Busca la cifra de altitud en el condicionado. Si no hay cifra, eso no es buena señal: significa que tienes que preguntar y conseguir la respuesta por escrito.

2. Trekking frente a montañismo

Las aseguradoras separan caminar por senderos señalizados de cualquier cosa con cuerdas, crampones o piolet. El trekking en Perú es lo primero: Camino Inca, Salkantay, Lares y Ausangate son caminar, por muy duros que se hagan.

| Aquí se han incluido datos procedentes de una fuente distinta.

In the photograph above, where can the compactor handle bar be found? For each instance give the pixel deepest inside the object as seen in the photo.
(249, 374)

El problema es que algunas pólizas clasifican como montañismo todo lo que pase de cierta altura, sin importar la técnica, y lo encarecen o lo excluyen. Comprueba cómo clasifican tu ruta, no solo si cubren senderismo.

3. Evacuación en helicóptero y repatriación

Es la cláusula que más importa y la que menos se lee. En un trek hay tramos donde la única salida ante un problema serio es un helicóptero, y eso es caro.

Busca mención explícita a evacuación de emergencia, rescate en montaña y repatriación, con el importe cubierto. Una póliza que paga el hospital pero no la evacuación para llegar a él resuelve la mitad barata del problema.

4. Cancelación, y qué se devuelve de verdad

Los permisos del Camino Inca no son reembolsables ni transferibles. Si no puedes viajar, ese dinero se pierde salvo que lo cubra tu seguro.

Revisa la lista de motivos aceptados de cancelación, si el permiso cuenta como gasto prepagado cubierto, y qué documentación piden. La distancia entre lo que la gente supone y lo que pone aquí suele ser grande.

5. Las exclusiones que nadie lee

Las condiciones preexistentes casi siempre hay que declararlas, y declararlas suele salir más barato que la alternativa de no estar cubierto.

El propio mal de altura a veces está excluido, lo cual conviene mirar dado adónde vas.

El alcohol es una exclusión habitual: un accidente en el que haya alcohol de por medio puede anular el siniestro entero.

Y la electrónica tiene sus propios límites y reglas, que importan si llevas una cámara que vale más que el resto del equipaje.

Consejos prácticos

Contrata el seguro cuando reserves, no la semana antes de volar. La cobertura de cancelación solo protege desde que empieza.

Lleva el número de póliza y el teléfono de emergencias sin depender de internet, en papel o como captura. En el sendero no hay cobertura, y es justo cuando lo necesitarías.

Deja una copia a alguien en casa, y da los datos de contacto de emergencia a tu operador antes de empezar el trek.

Si una póliza no dice con claridad y por escrito su límite de altura, tómalo como motivo para seguir buscando, no como un detalle que ya resolverás.

Revisado en agosto de 2026. Las condiciones cambian; lee siempre el condicionado vigente antes de contratar.